The original complaint included the following three questions:
- IPS: How to approach a friend about his girlfriend asking to sleep with me?
- IPS: How do I tell students at a school I volunteer at to stop flirting with me?
- SciFi: Story about aliens nicknamed "Eechees" who have created a network of tunnels on Mars
A followup complaint included one more:
- IPS: How do you tell a Facebook friend that they might be on the autism spectrum?
Something in the IPS questions was bad enough to prompt the site's immediate removal from HNQ. After things calmed down, SE declined to reinstate IPS -- so there are probably some lingering concerns there. I asked an IPS mod what specifically SE's concerns were with the questions, but that mod hadn't seen any such feedback.
My problem is that I don't see what was so terrible about these questions, which makes it hard for me to spot potential similar problems on my sites. The first two questions are from people trying to deflect or prevent unwanted sexual activity; that's a good thing, right? (We aren't being jumpy just because we know the gender of one of the people being asked about, are we?) The autism one, without the context in the question, does sound like somebody's being pushy, but in the same sense as "how do I talk to a friend about his alcoholism" or "how do I deal with the boss's incompetent brother" -- maybe pushy or assuming too much, but none of that sounds worse than many other hot network questions. (I assume the SciFi question was unobjectionable.)
The HNQ list often has provocative questions (that's a design feature). I've seen questions I considered much more problematic than these ones, but other sites have not been removed.
So, my questions:
What was so bad about these questions?
What do other communities need to be careful about in question titles?
I am particularly looking for an answer from SE, because they are the ones who took action and can take future action with regard to other sites. The rest of us can only guess, unless there was other communication from SE that people can report.

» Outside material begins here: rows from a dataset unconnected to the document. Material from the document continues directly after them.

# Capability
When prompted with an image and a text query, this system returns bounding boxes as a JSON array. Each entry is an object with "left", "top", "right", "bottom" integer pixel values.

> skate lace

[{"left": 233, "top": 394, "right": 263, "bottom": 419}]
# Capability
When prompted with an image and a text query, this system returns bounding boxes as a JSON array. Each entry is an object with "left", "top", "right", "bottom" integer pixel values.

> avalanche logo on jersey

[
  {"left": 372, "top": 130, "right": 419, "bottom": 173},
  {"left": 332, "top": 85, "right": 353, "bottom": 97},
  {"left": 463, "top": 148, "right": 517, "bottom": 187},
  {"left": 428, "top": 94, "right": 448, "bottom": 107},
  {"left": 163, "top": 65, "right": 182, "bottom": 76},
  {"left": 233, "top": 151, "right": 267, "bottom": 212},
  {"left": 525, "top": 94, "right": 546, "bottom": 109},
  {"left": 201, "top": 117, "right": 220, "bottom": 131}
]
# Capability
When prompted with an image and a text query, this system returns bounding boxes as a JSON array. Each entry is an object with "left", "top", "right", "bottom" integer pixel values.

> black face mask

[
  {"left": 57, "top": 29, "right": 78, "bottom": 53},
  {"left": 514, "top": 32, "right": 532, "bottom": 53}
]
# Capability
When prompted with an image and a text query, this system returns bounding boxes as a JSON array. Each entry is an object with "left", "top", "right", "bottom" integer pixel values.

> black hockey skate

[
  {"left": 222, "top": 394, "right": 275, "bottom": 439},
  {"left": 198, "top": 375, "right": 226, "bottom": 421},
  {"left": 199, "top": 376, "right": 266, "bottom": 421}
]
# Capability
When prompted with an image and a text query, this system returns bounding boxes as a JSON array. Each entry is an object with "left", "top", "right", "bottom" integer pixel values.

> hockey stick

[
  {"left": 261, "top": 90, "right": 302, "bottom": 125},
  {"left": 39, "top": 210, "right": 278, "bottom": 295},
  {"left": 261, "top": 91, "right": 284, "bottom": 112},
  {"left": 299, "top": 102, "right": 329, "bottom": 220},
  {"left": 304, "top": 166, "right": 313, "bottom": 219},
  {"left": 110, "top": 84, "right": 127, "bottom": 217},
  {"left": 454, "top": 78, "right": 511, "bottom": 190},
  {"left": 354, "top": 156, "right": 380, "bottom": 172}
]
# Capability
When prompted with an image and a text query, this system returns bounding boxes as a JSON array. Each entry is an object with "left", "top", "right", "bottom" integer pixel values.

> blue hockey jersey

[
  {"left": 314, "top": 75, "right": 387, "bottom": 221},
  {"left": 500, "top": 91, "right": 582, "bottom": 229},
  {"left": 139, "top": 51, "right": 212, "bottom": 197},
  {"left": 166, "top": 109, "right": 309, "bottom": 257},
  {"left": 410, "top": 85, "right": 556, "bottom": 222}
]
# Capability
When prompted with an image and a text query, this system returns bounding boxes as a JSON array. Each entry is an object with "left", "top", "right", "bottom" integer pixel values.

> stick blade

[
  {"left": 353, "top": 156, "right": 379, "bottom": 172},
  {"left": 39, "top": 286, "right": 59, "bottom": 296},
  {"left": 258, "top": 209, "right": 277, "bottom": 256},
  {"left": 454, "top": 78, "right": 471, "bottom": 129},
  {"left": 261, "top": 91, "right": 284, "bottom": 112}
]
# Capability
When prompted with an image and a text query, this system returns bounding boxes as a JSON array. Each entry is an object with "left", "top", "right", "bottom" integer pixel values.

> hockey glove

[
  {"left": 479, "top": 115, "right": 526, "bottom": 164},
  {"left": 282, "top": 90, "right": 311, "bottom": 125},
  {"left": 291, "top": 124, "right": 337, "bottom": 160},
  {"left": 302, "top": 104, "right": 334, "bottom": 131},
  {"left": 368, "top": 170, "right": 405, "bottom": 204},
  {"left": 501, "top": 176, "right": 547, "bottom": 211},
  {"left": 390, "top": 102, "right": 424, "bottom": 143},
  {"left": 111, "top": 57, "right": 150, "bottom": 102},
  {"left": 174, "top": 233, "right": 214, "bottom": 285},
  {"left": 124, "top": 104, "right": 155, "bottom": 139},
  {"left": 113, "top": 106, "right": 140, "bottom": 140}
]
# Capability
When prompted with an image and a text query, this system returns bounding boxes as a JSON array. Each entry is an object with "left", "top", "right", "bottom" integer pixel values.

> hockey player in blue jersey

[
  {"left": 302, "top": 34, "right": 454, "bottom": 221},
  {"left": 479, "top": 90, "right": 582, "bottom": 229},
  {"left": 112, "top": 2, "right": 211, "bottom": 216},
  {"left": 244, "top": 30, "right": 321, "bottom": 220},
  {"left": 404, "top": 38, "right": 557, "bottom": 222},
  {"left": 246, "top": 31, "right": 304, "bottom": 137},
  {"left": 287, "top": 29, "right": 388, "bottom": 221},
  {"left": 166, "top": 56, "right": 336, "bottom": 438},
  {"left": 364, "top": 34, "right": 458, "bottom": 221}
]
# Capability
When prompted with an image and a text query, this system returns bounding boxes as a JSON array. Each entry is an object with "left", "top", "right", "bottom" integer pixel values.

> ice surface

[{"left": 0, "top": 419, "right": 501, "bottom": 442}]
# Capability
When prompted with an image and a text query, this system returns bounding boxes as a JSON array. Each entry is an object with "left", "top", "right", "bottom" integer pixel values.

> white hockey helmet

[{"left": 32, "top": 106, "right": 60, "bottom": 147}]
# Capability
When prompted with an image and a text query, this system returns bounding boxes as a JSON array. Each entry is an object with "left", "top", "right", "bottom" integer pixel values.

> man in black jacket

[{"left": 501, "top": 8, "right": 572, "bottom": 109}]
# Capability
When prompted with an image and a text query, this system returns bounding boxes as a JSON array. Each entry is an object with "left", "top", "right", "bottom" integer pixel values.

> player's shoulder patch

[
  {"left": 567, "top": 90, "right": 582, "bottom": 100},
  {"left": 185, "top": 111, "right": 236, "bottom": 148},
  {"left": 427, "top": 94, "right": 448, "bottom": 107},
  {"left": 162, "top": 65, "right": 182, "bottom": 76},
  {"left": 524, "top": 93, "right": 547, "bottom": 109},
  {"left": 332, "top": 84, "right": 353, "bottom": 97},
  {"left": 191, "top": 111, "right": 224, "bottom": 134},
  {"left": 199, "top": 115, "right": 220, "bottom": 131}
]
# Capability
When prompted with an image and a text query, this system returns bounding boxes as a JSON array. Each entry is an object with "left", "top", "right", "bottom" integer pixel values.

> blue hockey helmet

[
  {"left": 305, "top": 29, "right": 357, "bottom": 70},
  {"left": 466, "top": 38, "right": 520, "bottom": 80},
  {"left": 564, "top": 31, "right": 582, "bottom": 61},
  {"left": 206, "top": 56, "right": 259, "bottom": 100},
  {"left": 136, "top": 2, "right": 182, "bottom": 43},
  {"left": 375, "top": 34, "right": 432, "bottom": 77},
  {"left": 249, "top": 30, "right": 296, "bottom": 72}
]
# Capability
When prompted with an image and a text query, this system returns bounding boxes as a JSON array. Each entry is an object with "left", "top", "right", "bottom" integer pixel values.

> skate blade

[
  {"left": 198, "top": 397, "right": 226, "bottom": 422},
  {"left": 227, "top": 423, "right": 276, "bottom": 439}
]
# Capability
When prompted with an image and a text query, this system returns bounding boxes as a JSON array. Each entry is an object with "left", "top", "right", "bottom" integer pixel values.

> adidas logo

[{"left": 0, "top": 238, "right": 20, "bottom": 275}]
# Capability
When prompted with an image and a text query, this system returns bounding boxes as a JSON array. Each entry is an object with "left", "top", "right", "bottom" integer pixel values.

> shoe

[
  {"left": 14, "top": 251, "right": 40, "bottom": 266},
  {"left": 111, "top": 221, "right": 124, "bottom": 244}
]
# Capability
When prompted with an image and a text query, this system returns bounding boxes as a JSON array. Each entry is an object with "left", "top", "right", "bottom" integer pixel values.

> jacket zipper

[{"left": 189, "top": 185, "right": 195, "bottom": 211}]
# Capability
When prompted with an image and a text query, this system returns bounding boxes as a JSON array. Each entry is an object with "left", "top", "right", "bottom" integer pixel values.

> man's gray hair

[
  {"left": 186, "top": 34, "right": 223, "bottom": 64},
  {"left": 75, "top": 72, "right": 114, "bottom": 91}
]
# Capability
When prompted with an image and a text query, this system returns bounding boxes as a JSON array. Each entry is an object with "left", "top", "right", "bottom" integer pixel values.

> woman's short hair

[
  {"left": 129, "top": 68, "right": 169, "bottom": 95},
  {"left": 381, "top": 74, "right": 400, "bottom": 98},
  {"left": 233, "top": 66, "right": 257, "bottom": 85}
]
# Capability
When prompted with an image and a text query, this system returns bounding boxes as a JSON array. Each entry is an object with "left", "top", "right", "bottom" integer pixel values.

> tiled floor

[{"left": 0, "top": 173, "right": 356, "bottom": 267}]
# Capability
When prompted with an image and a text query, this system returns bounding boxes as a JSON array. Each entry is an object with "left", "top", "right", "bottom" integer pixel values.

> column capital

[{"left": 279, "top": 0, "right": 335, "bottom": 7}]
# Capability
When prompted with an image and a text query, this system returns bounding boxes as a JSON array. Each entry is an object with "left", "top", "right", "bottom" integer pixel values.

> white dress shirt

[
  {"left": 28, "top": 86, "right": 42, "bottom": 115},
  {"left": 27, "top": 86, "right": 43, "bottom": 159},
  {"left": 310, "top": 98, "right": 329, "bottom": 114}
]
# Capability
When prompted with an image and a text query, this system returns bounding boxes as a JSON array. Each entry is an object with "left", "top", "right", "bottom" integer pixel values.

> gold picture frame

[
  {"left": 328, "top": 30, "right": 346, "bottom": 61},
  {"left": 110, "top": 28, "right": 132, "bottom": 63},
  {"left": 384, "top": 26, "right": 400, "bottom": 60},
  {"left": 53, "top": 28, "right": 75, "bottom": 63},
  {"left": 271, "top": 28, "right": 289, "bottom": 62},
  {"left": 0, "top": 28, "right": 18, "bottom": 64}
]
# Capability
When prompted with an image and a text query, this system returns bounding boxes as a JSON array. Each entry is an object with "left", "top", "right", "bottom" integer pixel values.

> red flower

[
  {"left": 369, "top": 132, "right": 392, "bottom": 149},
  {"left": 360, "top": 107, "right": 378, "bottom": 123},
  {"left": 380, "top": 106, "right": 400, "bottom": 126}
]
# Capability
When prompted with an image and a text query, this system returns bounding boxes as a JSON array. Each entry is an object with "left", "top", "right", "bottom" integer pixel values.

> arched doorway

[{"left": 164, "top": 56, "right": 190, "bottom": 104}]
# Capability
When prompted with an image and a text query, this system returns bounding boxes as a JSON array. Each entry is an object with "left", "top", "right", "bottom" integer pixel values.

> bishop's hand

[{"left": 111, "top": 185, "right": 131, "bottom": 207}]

I am aware that SE can't specify a complete set of rules. That's why understanding the single case study we have is so important. We have the fact of one site's removal prompted by these three questions; while this case won't tell us everything we need to know, it can tell us something -- if somebody who was part of the decision is willing to share SE's thinking with us.
Note: there are lots of ways that the HNQ itself could be modified to mitigate against problems like this. That discussion has its own post; if you don't find your suggestion in the 65 answers already present there, please add it there not here.